Она провела нас к примерочной с розовой запирающейся дверью. В примерочной мама села на стул. Я сняла платье. Под платьем у меня ничего, кроме трусиков, не было. Я взяла первый попавшийся лифчик и просунула руки в бретельки. Застегнуть его сзади я не могла. Пришлось маме помочь мне. Она поправила бретельки и потрогала спереди.
– Ну как? – спросила она.
– Не знаю.
– Не слишком туго?
– Нет.
– И не очень свободно?
– Нет.
– Нравится тебе?
– Может быть…
– Примерь еще вот этот.
Она вытащила меня из первого лифчика и засунула в новый. И как я только научусь справляться с ними сама? Неужели маме придется одевать меня каждый день?

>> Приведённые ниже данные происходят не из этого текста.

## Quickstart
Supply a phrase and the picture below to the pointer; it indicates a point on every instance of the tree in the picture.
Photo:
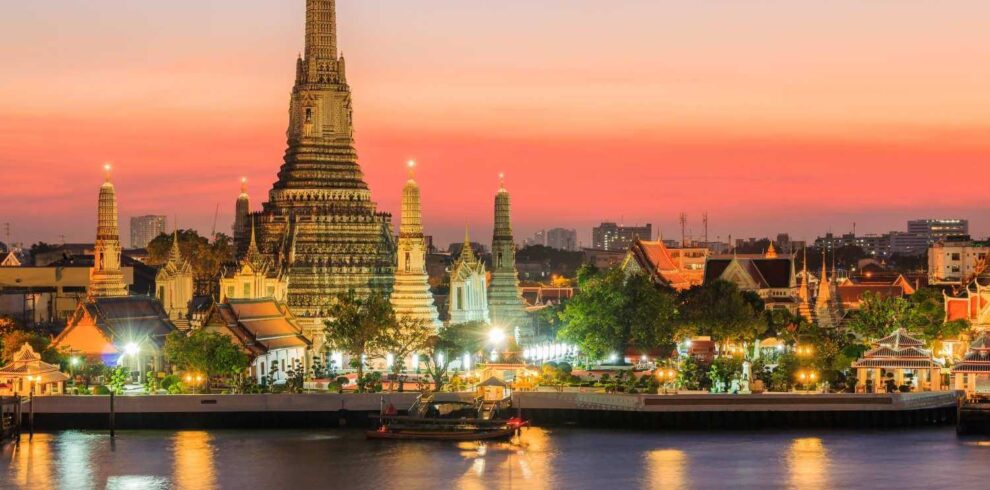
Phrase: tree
(450, 342)
(721, 310)
(405, 336)
(613, 311)
(210, 353)
(204, 256)
(878, 315)
(356, 324)
(926, 316)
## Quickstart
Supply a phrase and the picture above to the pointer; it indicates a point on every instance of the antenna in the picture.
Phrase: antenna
(704, 219)
(216, 215)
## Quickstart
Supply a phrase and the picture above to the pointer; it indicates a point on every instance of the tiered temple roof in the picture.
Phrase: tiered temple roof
(977, 360)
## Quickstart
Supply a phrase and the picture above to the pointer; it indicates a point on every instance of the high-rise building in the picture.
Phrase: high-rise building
(611, 236)
(562, 239)
(411, 297)
(242, 211)
(505, 301)
(144, 229)
(957, 261)
(936, 230)
(320, 223)
(105, 278)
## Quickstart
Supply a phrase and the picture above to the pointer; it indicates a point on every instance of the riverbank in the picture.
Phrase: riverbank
(660, 412)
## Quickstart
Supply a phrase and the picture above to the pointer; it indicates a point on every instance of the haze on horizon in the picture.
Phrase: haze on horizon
(772, 116)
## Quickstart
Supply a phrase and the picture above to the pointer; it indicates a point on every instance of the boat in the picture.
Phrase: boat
(447, 420)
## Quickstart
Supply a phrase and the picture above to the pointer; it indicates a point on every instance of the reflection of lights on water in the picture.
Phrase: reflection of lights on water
(667, 468)
(808, 461)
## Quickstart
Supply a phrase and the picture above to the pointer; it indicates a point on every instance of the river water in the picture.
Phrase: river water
(540, 459)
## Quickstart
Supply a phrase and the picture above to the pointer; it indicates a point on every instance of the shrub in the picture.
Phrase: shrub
(169, 381)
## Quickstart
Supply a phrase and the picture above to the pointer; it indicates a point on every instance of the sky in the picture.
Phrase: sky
(771, 116)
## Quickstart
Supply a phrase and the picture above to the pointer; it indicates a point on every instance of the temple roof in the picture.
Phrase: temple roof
(900, 339)
(766, 273)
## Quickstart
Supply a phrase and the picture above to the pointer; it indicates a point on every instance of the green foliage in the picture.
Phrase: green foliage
(878, 316)
(210, 353)
(451, 342)
(205, 258)
(402, 338)
(118, 378)
(613, 311)
(691, 375)
(356, 324)
(721, 310)
(723, 370)
(169, 381)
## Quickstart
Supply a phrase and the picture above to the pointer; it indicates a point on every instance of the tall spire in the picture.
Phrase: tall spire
(411, 297)
(321, 40)
(106, 278)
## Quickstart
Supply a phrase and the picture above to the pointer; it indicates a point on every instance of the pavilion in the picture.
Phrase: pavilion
(972, 374)
(27, 373)
(903, 356)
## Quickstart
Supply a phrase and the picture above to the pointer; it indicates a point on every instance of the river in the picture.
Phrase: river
(540, 459)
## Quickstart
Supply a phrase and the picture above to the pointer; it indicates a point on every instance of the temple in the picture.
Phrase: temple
(411, 296)
(105, 278)
(242, 211)
(508, 308)
(972, 374)
(898, 362)
(253, 277)
(468, 300)
(174, 283)
(320, 224)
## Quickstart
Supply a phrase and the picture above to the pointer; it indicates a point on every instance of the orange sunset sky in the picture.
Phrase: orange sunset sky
(772, 116)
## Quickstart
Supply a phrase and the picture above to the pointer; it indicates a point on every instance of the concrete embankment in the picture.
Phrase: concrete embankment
(660, 412)
(743, 412)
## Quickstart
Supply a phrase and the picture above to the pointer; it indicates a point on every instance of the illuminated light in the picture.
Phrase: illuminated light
(131, 349)
(496, 336)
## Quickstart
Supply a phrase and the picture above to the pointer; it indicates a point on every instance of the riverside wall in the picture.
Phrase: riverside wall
(649, 412)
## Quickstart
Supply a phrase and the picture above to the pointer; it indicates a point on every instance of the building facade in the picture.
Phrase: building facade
(957, 262)
(562, 239)
(144, 229)
(936, 230)
(468, 301)
(612, 236)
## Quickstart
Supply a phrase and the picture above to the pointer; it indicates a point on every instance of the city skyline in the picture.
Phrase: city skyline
(767, 150)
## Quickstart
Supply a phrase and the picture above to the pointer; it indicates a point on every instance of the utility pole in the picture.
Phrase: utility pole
(704, 219)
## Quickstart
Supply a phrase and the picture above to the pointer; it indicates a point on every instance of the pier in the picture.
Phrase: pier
(644, 412)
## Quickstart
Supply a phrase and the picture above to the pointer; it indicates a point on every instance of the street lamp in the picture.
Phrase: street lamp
(807, 378)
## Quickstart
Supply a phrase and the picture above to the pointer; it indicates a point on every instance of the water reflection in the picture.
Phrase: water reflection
(32, 465)
(525, 462)
(808, 463)
(194, 466)
(667, 469)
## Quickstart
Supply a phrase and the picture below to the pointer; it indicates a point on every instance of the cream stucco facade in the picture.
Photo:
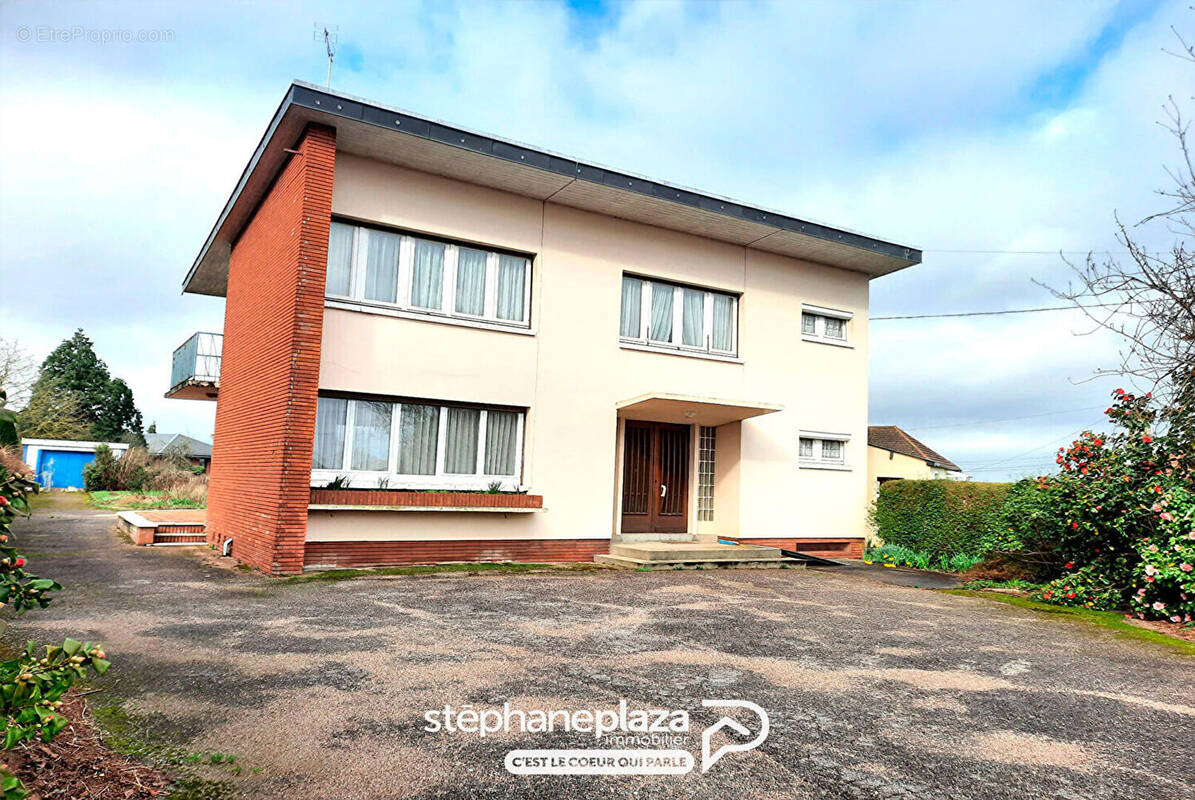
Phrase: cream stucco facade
(570, 372)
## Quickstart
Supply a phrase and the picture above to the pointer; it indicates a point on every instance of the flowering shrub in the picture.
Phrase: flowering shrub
(18, 587)
(31, 688)
(1089, 586)
(1108, 521)
(894, 555)
(1165, 578)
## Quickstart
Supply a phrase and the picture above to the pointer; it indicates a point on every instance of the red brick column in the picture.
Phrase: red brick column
(274, 319)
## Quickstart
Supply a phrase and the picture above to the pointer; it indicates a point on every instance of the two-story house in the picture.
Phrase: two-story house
(442, 346)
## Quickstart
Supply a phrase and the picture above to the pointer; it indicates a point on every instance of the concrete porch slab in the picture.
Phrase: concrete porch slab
(692, 551)
(716, 563)
(693, 555)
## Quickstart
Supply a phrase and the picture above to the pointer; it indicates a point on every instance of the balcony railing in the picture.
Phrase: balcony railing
(195, 370)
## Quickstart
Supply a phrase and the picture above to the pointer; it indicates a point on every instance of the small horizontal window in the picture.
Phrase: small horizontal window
(381, 444)
(825, 325)
(828, 450)
(421, 275)
(679, 317)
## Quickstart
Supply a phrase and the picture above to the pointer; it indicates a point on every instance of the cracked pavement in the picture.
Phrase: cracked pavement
(872, 690)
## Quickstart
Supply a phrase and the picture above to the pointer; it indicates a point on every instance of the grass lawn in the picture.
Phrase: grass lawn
(1113, 620)
(139, 500)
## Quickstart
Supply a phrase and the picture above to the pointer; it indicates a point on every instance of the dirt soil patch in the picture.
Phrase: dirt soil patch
(1178, 630)
(78, 764)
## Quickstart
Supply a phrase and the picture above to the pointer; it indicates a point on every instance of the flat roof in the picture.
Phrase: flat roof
(396, 136)
(691, 409)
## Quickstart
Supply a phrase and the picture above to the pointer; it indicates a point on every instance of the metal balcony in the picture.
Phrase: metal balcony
(195, 370)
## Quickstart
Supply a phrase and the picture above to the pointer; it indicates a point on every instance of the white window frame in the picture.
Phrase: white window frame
(648, 286)
(819, 462)
(820, 316)
(447, 312)
(440, 480)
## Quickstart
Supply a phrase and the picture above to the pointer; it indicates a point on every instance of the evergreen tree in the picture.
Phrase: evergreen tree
(103, 402)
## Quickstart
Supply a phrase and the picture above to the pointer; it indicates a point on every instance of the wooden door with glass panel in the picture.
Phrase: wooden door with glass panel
(655, 477)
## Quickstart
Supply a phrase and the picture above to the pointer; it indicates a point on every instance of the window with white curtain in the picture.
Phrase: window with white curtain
(826, 325)
(822, 450)
(416, 445)
(674, 317)
(410, 274)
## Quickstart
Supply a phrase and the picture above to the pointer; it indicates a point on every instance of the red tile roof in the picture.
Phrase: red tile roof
(889, 437)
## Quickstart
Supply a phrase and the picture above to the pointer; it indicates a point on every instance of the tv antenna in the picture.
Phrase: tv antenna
(330, 34)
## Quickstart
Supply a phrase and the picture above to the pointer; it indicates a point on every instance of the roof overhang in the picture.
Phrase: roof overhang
(691, 409)
(396, 136)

Второй лифчик был мягче первого. Мама объяснила, что он сделан из дакрона. Он и вправду показался мне приятным. Мама кивнула. Третий был с кружевом и чесался. Мама сказала, что он непрактичный.

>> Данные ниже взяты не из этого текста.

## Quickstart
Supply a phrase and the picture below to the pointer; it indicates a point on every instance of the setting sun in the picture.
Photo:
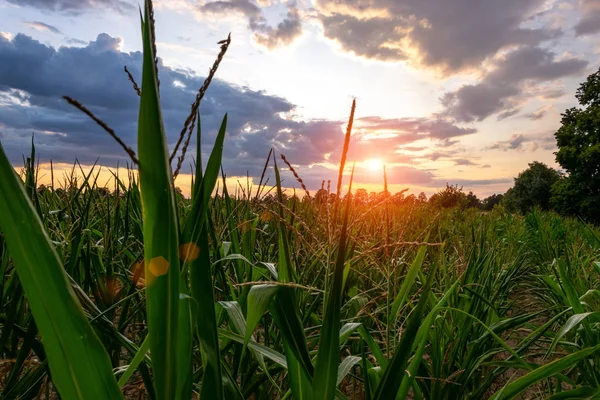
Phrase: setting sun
(374, 164)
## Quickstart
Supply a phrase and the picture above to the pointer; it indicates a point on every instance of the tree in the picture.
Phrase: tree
(473, 201)
(450, 196)
(490, 202)
(361, 196)
(532, 188)
(578, 141)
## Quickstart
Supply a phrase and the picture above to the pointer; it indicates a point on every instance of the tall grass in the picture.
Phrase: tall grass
(256, 294)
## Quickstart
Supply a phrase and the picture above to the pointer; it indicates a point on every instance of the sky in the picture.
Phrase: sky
(448, 91)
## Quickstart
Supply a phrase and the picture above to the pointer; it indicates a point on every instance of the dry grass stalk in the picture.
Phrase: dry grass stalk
(104, 126)
(194, 108)
(300, 181)
(135, 85)
(345, 152)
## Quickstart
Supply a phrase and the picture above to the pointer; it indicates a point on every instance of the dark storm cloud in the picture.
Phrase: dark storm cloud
(76, 6)
(33, 77)
(536, 115)
(456, 35)
(503, 87)
(464, 161)
(590, 18)
(271, 37)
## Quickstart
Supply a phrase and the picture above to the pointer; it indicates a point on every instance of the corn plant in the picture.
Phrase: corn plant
(251, 293)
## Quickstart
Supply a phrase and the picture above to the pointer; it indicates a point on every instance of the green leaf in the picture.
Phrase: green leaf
(135, 362)
(328, 354)
(345, 367)
(407, 283)
(78, 361)
(515, 388)
(581, 393)
(571, 323)
(394, 373)
(161, 236)
(259, 298)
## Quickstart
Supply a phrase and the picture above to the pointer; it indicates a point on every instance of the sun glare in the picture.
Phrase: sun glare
(374, 164)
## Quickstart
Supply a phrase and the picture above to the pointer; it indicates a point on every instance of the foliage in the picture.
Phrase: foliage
(532, 188)
(263, 296)
(491, 201)
(453, 196)
(578, 141)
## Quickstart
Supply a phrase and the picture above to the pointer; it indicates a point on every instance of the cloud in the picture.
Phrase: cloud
(76, 6)
(504, 87)
(451, 37)
(271, 37)
(386, 138)
(43, 27)
(520, 142)
(34, 76)
(590, 20)
(464, 161)
(536, 115)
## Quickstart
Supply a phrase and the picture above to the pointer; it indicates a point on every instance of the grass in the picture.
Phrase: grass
(262, 295)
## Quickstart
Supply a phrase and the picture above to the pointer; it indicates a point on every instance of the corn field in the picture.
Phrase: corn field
(140, 292)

Когда я уже натягивала платье, продавщица постучала в дверь.
– Ну как у нас дела? Нам что-нибудь подошло?
Мама сказала, что нам подошло.
– Мы возьмем три таких, – сказала она, беря мягкий лифчик.
Когда мы подошли к прилавку, там уже стояли… Дженни Лумис и ее мама.
– А, привет, Маргарет, – пробормотала она. – Вот, хочу купить себе теплую пижаму.
Щеки у нее были красные, и на прилавке перед ней я разглядела несколько лифчиков.
– Надо же, – удивилась я, – я тоже покупаю фланелевую пижаму на зиму.
– Ладно, увидимся в понедельник, – попрощалась Дженни.
– Ага, до понедельника.
Хорошо, что моя мама была в это время у кассы на другом конце прилавка.